In our third week of pottery class we started showing up at the studio more and more frequently.  A big benefit of taking classes at the Ballard Community Center is that enrollment in a course entitles you to free studio time whenever the center is open to the public.  Due to city funding cuts, this unfortunately means we can’t throw on the weekends, but on a chilly Tuesday or Wednesday night, why not?




What a surprise, more short round things.  I must say, even I was a bit unimpressed with my lack of imagination.  Or rather, I think it’s more a matter of execution.  If memory serves me right, both times I think I was attempting to make a pitcher – HA!


But then a stroke of rare genius hit, my hands slid together and when I pulled my hands away (slowly, slowly) I had a vase standing about 3 inches high.  And boy, is this thing sturdy.
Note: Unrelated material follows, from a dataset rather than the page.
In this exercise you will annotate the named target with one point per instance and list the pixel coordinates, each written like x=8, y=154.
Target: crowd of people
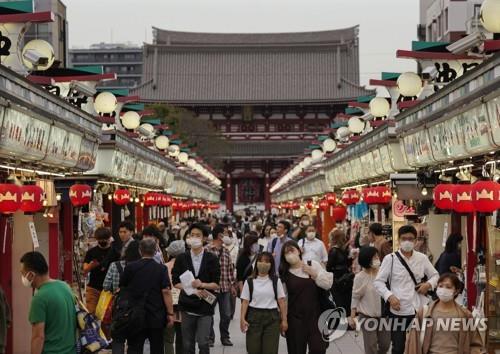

We also learned another important step in pottery-making: trimming.  This is the time for the novice potter to erase all of the mistake he or she has made up to this point.  Sure there are ample opportunities following this step and definitely during this stage to mess everything up, but once your clay is ¡leather-hard! the task of trimming down the base and smoothing out the rough patches is relaxing and a bit hypnotic.  And when that’s done and your name is carved into the underside, you’ve got a piece ready for its first firing!





Pottery class: weeks 1 & 2

Four weeks ago, Phillip and I started pottery class at the local community center.  When I was a child, I took ceramics camps for several summers and for quite some time I had played with the idea of looking for classes in Seattle – when I mentioned it to Phillip, he seemed keen to join on, too!  We were particularly interested in learning how to throw clay, that is, to sculpt on a potter’s wheel (more on lovely pottery jargon later).

As an eight and nine year-old, my interest lay exclusively in creating an arsenal of very small pinch pots and unintentionally grotesque animal sculptures, so branching out to wheel work was a really exciting alternative.  We showed up to our first class poised and ready to be pottery prodigies, masters of the wheel – and anyway, by our instructor’s standards we were.  He was very complementary of our first bowls; mine the taller and lumpier of the two pictured below.  But despite the learning curve, I find sitting behind the wheel to be a very enjoyable, relaxing, mentally stimulating activity.  And messy!  Now like my more seasoned classmates, I’ve got a pair of dedicated pottery pants (not the pants you’re thinking of, Rosie…coquine madame!).  I’ve truly arrived!




As challenging as turning a blob of clay into a non-blob of clay is the vocabulary – some are completely new words and some are old words with completely new meanings.  Pulling, greenware, leather-hard, ribs, and wedging are all terms that I’m finding myself using more and more, while I have yet to find the word to describe the feat of clay flying clean off one’s wheel and onto the floor, or the act of overwatering one’s clay, or the phenomenon of sitting back to look at one’s work and happily proclaiming it done, only to accidentally tear through it with your thumb as you touch up a smudge.  But then again, I am still learning.




Over-confident from the first class, during week two I sat down at the wheel with a tall, curvy idea in my head, and ended up with a cylinder.  Twice.  Too short to hold anything upright and too fat to be a delicate drinking vessel.  Oh well.  Phillip left a nice bowl and beer stein drying, though!




In week three, we started turning up at the studio more often, so we can only hope that more practice time will lead to something a bit more interesting and a bit less cylindrical.